Como não poderia deixar de ser, esse detalhe fere um princípio muito caro a você, segundo o qual as horas livres têm essa denominação porque, supostamente, serão livres. Pouco importa. A lógica é um campo que perde facilmente toda sua relevância quando interesses maiores estão em jogo. Todo mundo sabe.
Não se trata de uma maldade coletiva, nada disso. É o próprio balé das ditas “coisas” (e que coisas serão essas, ó raios?!) que não admite o abandono, ainda que temporário, de um de seus bailarinos. No caso, você. Que, não agüentando mais o acúmulo de funções e horários, pediu um momento para retomar o fôlego e deixou de braços cruzados uma infinidade de parceiros. Apenas, seguindo seu destino natural, esses parceiros ficam com as pernas formigando e não o deixam descansar.

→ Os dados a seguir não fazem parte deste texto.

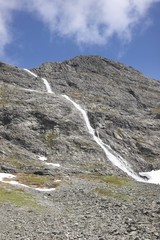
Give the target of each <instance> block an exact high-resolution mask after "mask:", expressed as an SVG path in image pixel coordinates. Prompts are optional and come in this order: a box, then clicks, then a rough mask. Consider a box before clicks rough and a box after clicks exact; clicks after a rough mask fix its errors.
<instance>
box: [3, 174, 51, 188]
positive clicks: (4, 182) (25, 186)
mask: <svg viewBox="0 0 160 240" xmlns="http://www.w3.org/2000/svg"><path fill="white" fill-rule="evenodd" d="M15 177H16V176H15V175H13V174H8V173H0V182H3V183H9V184H11V185H17V186H20V187H25V188H30V189H34V190H37V191H43V192H45V191H46V192H50V191H53V190H55V188H33V187H29V186H27V185H25V184H22V183H19V182H18V181H7V180H4V179H12V178H15Z"/></svg>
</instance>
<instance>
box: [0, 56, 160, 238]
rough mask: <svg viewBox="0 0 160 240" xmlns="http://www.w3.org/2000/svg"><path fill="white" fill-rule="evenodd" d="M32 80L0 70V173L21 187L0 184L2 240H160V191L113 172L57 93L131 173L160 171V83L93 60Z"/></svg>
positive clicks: (83, 129)
mask: <svg viewBox="0 0 160 240" xmlns="http://www.w3.org/2000/svg"><path fill="white" fill-rule="evenodd" d="M32 72H34V73H36V74H37V75H38V76H39V77H37V78H35V77H34V76H33V75H31V74H29V73H27V72H26V71H25V70H23V69H19V68H17V67H15V66H11V65H7V64H4V63H0V143H1V144H0V168H1V172H5V173H12V174H14V175H15V176H16V180H17V181H18V182H19V183H21V184H25V185H27V186H28V188H26V187H22V186H12V185H10V184H7V183H4V182H3V183H0V229H1V231H0V239H2V240H8V239H25V240H27V239H45V240H47V239H48V240H49V239H93V240H96V239H99V240H100V239H101V240H102V239H107V240H108V239H112V240H114V239H115V240H121V239H126V240H127V239H134V240H138V239H139V240H141V239H145V240H147V239H152V240H154V239H159V238H160V185H155V184H148V183H143V182H137V181H135V180H133V179H131V178H129V176H127V174H126V173H124V172H123V171H121V170H120V169H118V168H117V167H115V166H114V165H113V164H112V163H111V162H110V161H109V160H108V159H107V158H106V156H105V154H104V152H103V150H102V149H101V148H100V147H99V146H98V145H97V144H96V143H95V142H94V140H93V139H92V136H90V135H89V134H88V129H87V127H86V125H85V123H84V119H83V117H82V116H81V114H80V113H79V112H78V111H77V109H76V108H74V107H73V105H72V104H71V103H70V102H68V101H67V100H66V99H64V98H63V97H62V94H66V95H68V96H70V97H71V98H72V99H73V100H74V101H76V102H77V103H79V104H80V105H81V106H82V107H83V109H85V110H86V111H87V113H88V117H89V120H90V123H91V125H92V127H93V128H94V129H96V131H97V134H99V136H100V138H101V139H102V140H103V141H104V142H105V143H106V144H108V145H110V146H111V147H112V149H113V150H114V151H115V152H116V153H117V154H119V155H120V156H122V157H123V158H125V159H126V161H128V162H129V163H130V164H131V166H132V168H133V169H134V171H135V172H137V174H138V173H139V172H140V171H150V170H152V169H155V170H156V169H160V121H159V119H160V82H159V81H156V80H154V79H151V78H147V77H145V76H143V75H142V73H140V72H139V71H137V70H135V69H133V68H132V67H127V66H125V65H124V64H122V63H117V62H114V61H112V60H108V59H104V58H102V57H98V56H81V57H76V58H74V59H72V60H69V61H65V62H63V63H44V64H42V65H41V66H40V67H37V68H35V69H32ZM41 78H46V79H47V80H48V82H49V83H50V85H51V87H52V91H53V92H54V93H53V94H48V93H47V92H46V89H45V85H44V83H43V81H42V79H41ZM40 157H41V158H42V157H45V158H46V161H42V160H40ZM47 163H48V164H47ZM37 187H38V188H43V189H48V190H46V191H38V190H35V188H37ZM50 188H55V190H53V191H49V189H50Z"/></svg>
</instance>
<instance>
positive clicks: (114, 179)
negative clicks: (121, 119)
mask: <svg viewBox="0 0 160 240" xmlns="http://www.w3.org/2000/svg"><path fill="white" fill-rule="evenodd" d="M76 177H78V178H81V179H86V180H88V181H93V182H95V183H108V184H113V185H116V186H131V183H132V180H131V179H129V178H125V177H119V176H102V175H100V174H99V175H95V174H81V175H76Z"/></svg>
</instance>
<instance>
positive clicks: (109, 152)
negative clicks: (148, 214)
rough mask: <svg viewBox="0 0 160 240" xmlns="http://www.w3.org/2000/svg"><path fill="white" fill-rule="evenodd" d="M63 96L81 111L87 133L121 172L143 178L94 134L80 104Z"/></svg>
mask: <svg viewBox="0 0 160 240" xmlns="http://www.w3.org/2000/svg"><path fill="white" fill-rule="evenodd" d="M62 96H63V97H64V98H66V99H67V100H68V101H70V102H71V103H72V104H73V105H74V106H75V107H76V108H77V110H79V111H80V112H81V114H82V115H83V118H84V121H85V123H86V126H87V128H88V131H89V133H90V134H91V135H92V137H93V139H94V141H95V142H96V143H97V144H98V145H99V146H100V147H101V148H102V149H103V151H104V152H105V154H106V156H107V158H108V159H109V160H110V161H111V162H112V163H113V164H114V165H115V166H117V167H118V168H120V169H121V170H122V171H123V172H125V173H127V174H128V175H129V176H131V177H132V178H134V179H135V180H137V181H143V179H142V178H141V177H139V176H138V175H137V174H136V173H135V172H134V171H133V170H132V168H131V166H130V165H129V164H128V163H127V161H125V160H124V159H123V158H122V157H120V156H116V153H114V152H113V150H112V149H111V148H110V147H109V146H108V145H106V144H105V143H103V141H102V140H101V139H100V138H99V136H98V137H97V136H96V135H95V130H94V129H93V128H92V127H91V124H90V122H89V119H88V116H87V113H86V111H85V110H83V109H82V108H81V106H80V105H78V104H77V103H75V102H74V101H73V100H72V99H71V98H70V97H68V96H66V95H62Z"/></svg>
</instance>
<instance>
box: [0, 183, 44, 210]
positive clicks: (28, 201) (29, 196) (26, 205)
mask: <svg viewBox="0 0 160 240" xmlns="http://www.w3.org/2000/svg"><path fill="white" fill-rule="evenodd" d="M4 203H11V204H14V205H17V206H20V207H21V206H30V207H37V208H42V206H41V205H38V204H37V201H36V198H35V197H34V196H33V195H31V194H28V193H26V192H23V190H18V189H15V188H10V189H7V188H5V187H3V186H0V204H4Z"/></svg>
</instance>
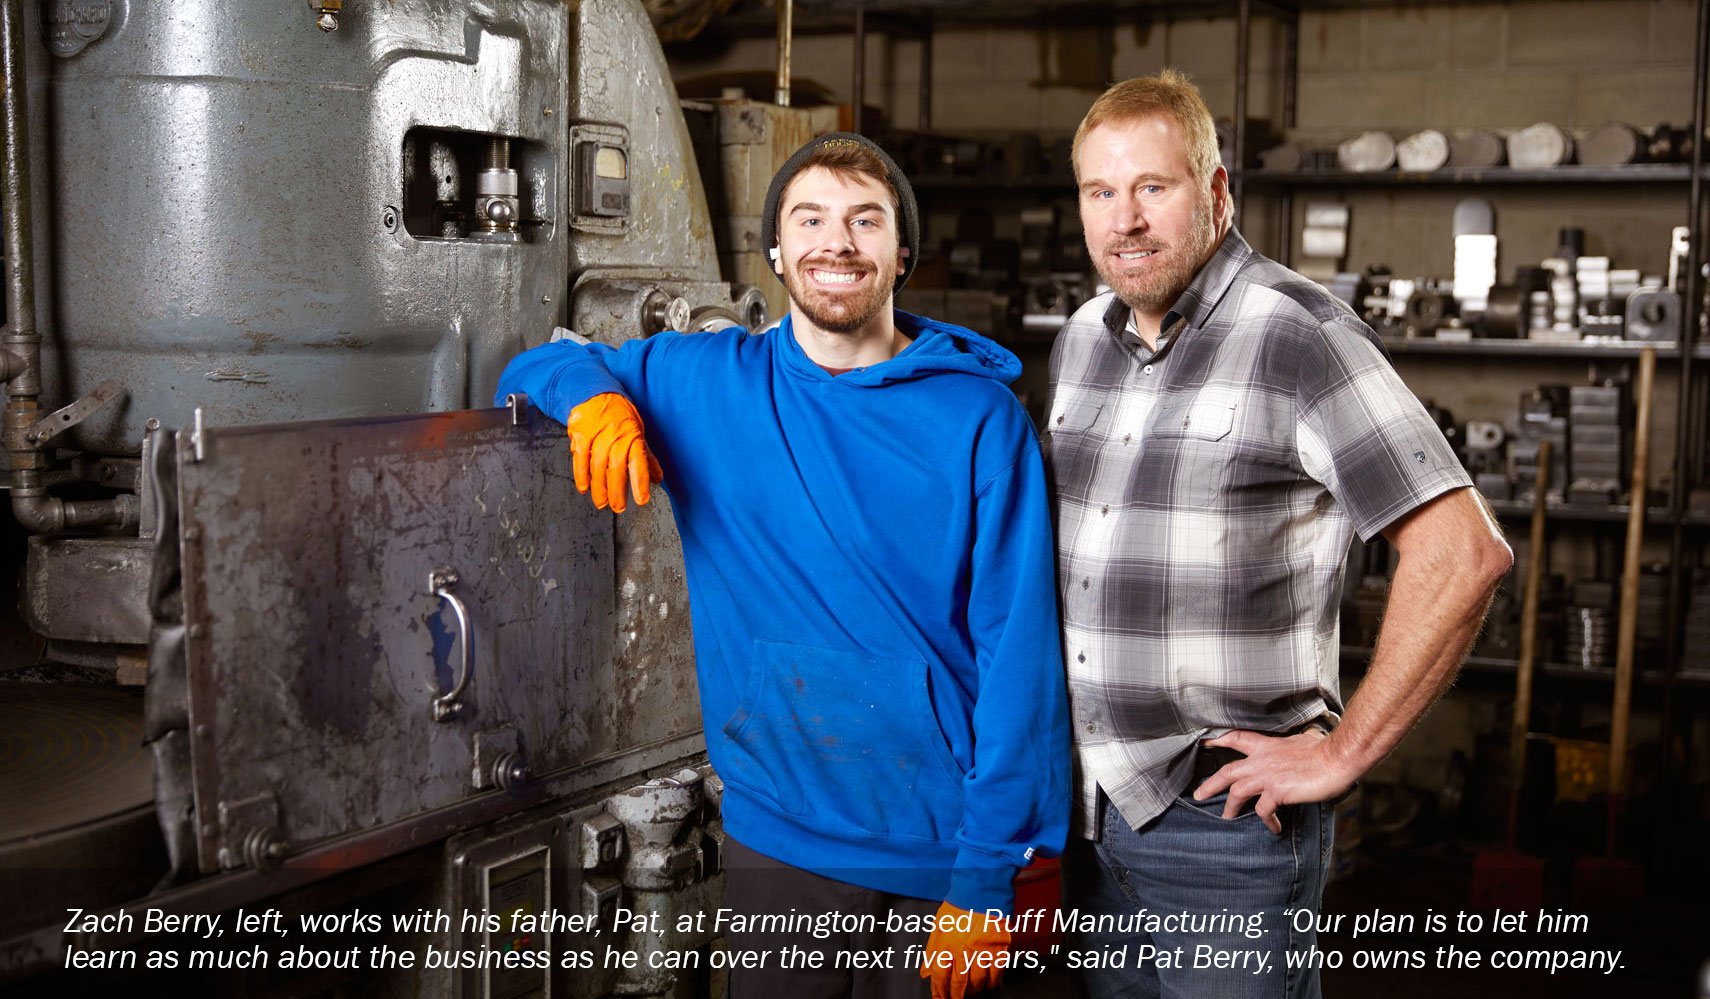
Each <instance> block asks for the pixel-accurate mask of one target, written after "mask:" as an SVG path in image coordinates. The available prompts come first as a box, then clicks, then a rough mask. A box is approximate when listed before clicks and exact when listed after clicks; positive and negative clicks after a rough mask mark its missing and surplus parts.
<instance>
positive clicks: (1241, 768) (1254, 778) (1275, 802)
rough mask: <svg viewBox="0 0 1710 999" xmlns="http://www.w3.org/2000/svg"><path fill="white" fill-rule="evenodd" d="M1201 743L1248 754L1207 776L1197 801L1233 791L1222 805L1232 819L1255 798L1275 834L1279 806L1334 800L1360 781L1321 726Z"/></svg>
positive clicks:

Sem querer parecer místico, devo confessar que sou daqueles que reconhecem uma enorme ironia em algumas particularidades inescapáveis da existência. Alguém, ou algo, se diverte muito às nossas custas. Garanto. Mas, como não quero converter ninguém a religião alguma, até muito pelo contrário, prefiro calar sobre esse assunto e aceitar em silêncio as gargalhadas da transcendência.
Chego em casa após uma viagem de menos de uma semana, e já me assusto com as obrigações empilhadas sobre meus ombros, cujos prazos foram, em geral, marcados para os últimos dias. Conformado, saco minha agenda e corto algumas horas que tinha reservado para o sono. Ao contrário do que crêem os médicos, dormir não é assim tão indispensável. Entre o cadafalso e as olheiras, ora, fico com as olheiras.
A todos que me cobraram ou pediram alguma coisa, não se preocupem. Hei de responder, ainda que esgote no processo minha última gota de sangue.
Percebo agora que acabaram-se minhas férias, com que sonhei durante meses e que, apesar dos percalços e das conseqüências aparentemente funestas, valeram muito a pena. Agora, tudo que eu mais quero são, e não podia ser outra coisa, férias.